Meski demikian Hasanudin tak menganggap remeh lawan karena sifat masyarakat Jawa Barat selalu cair dari pemilu satu ke pemilu lainnya.

"Contoh Deddy Mizwar. Meski saat Pilgub 2018 kemarin diusung Partai Demokrat dan Demokrat dikubu Prabowo tapi untuk Pilpres 2019 di Jokowi," tutur Hasanudin.

Dia mengungkapkan, pihaknya memprioritaskan wilayah Bogor, Bekasi, Pantura, Cirebon, Sumedang, Majalengka, Subang, Pangandaran, Kuningan, Tasikmalaya, dan Ciamis sebagai lumbung suara Jokowi-Ma'ruf yang merupakan basis massa PDI Perjuangan.

Disinggung tentang isu nasionalis agama dan komunis (Nasakom) yang dimunculkan menjelang hari pemilihan, Hasanudin menyatakan, hakikat ancaman yang dipegang teguh dan diajarkan di semua pendidikan TNI ada dua.

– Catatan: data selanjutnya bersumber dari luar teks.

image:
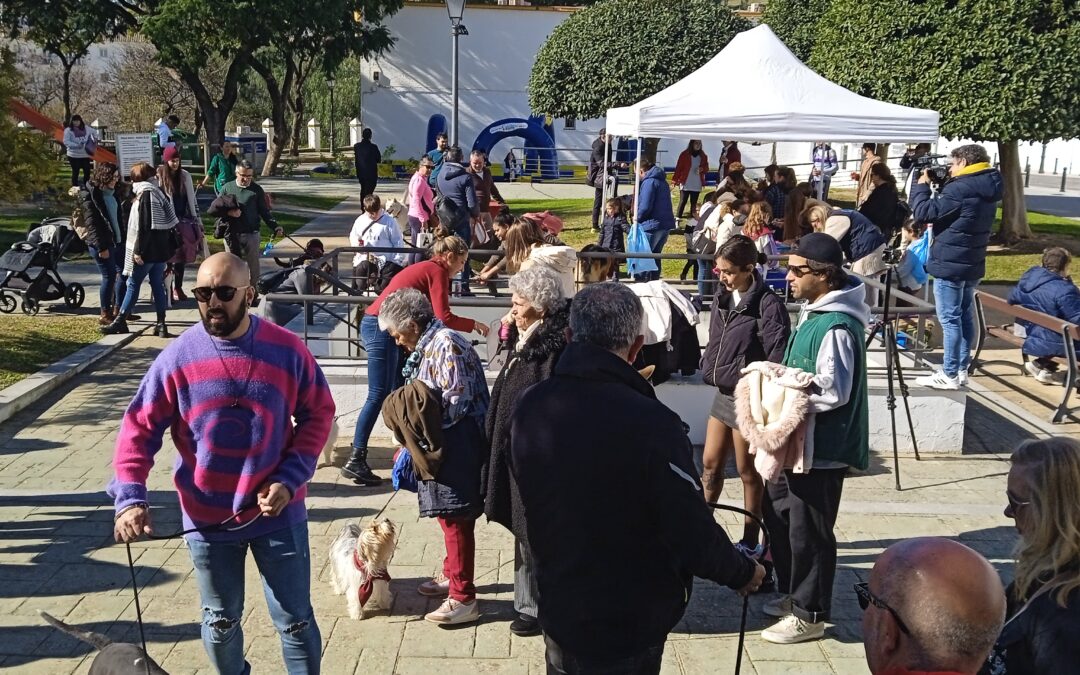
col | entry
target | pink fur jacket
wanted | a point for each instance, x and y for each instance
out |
(771, 405)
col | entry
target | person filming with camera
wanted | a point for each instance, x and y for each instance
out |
(961, 213)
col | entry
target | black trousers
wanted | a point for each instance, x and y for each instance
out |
(683, 196)
(366, 187)
(80, 165)
(643, 663)
(799, 513)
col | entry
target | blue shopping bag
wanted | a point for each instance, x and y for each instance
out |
(637, 241)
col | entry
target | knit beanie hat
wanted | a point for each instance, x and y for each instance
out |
(820, 247)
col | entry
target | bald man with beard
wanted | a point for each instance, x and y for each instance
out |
(248, 410)
(932, 606)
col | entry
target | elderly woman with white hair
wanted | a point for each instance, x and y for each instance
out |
(446, 363)
(540, 316)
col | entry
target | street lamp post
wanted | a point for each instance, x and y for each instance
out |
(456, 9)
(329, 84)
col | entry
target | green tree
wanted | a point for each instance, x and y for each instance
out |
(618, 52)
(795, 22)
(997, 71)
(26, 160)
(314, 37)
(64, 28)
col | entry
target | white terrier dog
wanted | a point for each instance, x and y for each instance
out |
(359, 561)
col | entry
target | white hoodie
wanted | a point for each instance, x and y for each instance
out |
(836, 356)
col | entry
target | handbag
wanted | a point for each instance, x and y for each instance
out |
(637, 241)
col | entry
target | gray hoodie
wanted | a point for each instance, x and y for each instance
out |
(836, 356)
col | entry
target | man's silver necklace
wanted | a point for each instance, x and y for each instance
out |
(237, 390)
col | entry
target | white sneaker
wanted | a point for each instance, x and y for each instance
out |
(453, 611)
(436, 586)
(778, 608)
(1040, 375)
(939, 380)
(792, 630)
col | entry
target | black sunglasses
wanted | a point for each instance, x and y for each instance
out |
(866, 598)
(203, 294)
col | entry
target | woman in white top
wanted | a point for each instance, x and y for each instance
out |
(79, 143)
(377, 228)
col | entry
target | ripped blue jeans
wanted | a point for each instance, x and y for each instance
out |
(284, 564)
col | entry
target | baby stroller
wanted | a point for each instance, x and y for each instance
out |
(29, 269)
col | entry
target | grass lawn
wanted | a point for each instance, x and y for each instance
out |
(29, 343)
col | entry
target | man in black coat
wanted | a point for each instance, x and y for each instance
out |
(615, 515)
(367, 159)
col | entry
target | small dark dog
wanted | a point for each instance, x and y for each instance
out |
(112, 658)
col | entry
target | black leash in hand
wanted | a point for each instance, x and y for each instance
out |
(765, 551)
(217, 527)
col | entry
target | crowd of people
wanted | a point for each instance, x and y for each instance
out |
(930, 605)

Pertama, ungkap Hasanudin, ekstrem kiri yaitu komunis dan kedua ekstrim kanan yang ingin mengganti Pancasila dengan dasar agama tertentu. Ekstrem kiri, sudah dihajar TNI sejak 1948 dan 1965. Kemudian kasus Talangsari, Tanjungpriuk, dan DII/TII dihajar juga.

"Nah sekarang masih munculnya juga ekstrem kanan yang harusnya dihajar juga oleh TNI. Jangan masuk ke ranah-ranah lain dengan isu ini, itu," ungkap dia.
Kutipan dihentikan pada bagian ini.